Sebastian moved closer, waiting for her to take the lead.

A camerawoman bounded toward them from down the hall. Footmen lumbered up the stairs with pots of boiled water and kitchen maids carried up stacks of white linens. All Chloe and Sebastian could do was follow.

When the entourage arrived in the dining room, Mrs. Crescent sat, fanning herself and smiling.

Henry stood with his hands on his hips, glaring at Sebastian and Chloe, who came in last. “False alarm,” he said. “Her contractions have stopped.” He pulled Chloe aside and lowered his voice to a whisper. “Well done, Miss Parker. You may be the smartest person in the room, but a lot of help you were, using this opportunity to take off with Sebastian. So glad I can count on you.”

Chloe wavered, feeling dizzy, surprised by his snarky reaction, which complimented and scolded her in one fell swoop. It crossed her mind, but only for a moment, that he might be jealous of his own brother. “You—you can count on me.”

Henry took off his glasses. “I hope so. Mrs. Crescent wants you to help me deliver the baby when it’s time. Do you think I can rely on you, or shall I consider you otherwise engaged?”

Chloe was shocked. Whether it was because of Mrs. Crescent choosing her to help deliver her baby, or how good Henry looked without glasses, she wasn’t sure.

“Can I count on you, Miss Parker?” Henry folded his arms.

“Of course.”

Later that night, in her boudoir, Chloe woke up to a nightmare of Henry asking over and over, “Can I count on you?” She got out of bed and stumbled to her chamber pot, sicker than a girl who’d drunk negus all night at her coming-out ball. She leaned over it, her stomach sloshing. Could have been that spoonful of fish soup, or the fact that she’d have to spend the next two days riding sidesaddle, and if she didn’t ride, she’d be sent home. Would she still be able to ride after more than twenty years? As she hugged her chamber pot, she realized, though, she was sick over disappointing Henry. Ugh! She liked Henry, but—really! The fact that she cared so much about his opinion of her made her sick, literally. She felt overwhelmed and confused.

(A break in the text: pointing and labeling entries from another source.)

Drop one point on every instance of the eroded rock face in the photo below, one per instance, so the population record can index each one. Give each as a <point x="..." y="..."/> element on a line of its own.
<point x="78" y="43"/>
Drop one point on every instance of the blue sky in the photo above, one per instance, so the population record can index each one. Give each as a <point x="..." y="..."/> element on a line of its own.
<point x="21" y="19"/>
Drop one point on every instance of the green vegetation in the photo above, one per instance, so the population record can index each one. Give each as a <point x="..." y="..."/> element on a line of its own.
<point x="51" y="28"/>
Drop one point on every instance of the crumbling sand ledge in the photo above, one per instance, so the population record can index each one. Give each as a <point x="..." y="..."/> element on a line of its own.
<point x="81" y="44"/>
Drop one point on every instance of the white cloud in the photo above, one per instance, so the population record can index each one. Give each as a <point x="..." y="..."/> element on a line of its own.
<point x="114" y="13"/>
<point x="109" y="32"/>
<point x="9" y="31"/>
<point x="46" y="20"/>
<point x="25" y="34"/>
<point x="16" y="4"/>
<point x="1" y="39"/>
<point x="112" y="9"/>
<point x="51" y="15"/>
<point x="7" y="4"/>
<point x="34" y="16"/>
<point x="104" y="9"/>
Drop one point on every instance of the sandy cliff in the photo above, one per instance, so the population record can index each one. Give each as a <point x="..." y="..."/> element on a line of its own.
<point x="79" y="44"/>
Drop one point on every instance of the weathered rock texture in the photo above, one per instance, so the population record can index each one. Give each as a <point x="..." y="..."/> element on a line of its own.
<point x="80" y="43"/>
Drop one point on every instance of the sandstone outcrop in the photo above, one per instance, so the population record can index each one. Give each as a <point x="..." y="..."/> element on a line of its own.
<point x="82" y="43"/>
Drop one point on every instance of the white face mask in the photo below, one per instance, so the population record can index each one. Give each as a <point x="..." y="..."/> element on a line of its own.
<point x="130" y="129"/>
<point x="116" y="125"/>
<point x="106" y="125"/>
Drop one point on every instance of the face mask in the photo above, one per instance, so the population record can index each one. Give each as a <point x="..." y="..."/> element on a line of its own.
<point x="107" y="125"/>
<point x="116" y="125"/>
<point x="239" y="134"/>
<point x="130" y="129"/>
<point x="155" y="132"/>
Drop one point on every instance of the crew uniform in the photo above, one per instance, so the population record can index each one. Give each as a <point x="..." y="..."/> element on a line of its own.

At home she could’ve turned on music, the TV—hell, even the computer to distract herself. But here? Her own thoughts could torment her relentlessly. Finally she decided to play the footage in her mind of her moments alone with Sebastian, and that made her feel better.

He felt the same way about her as she felt about him! She had to take the reins and come up with a plan that put her in control. She decided to host a tea after the foxhunt. It would take some doing, and she’d have to put aside her painting, but it would be her show and she could call the shots. Before she snuffed out her candle, she settled her eye on the stack of painting paper and tubes of oil paint that Sebastian had given her. He, too, was an artist. But what kind of artist? A vision of Dartworth Hall floated in front of her. Could he be the one? He was stacking up to be a most interesting man. Instead of snuffing out the candle, she blew it out and made a wish.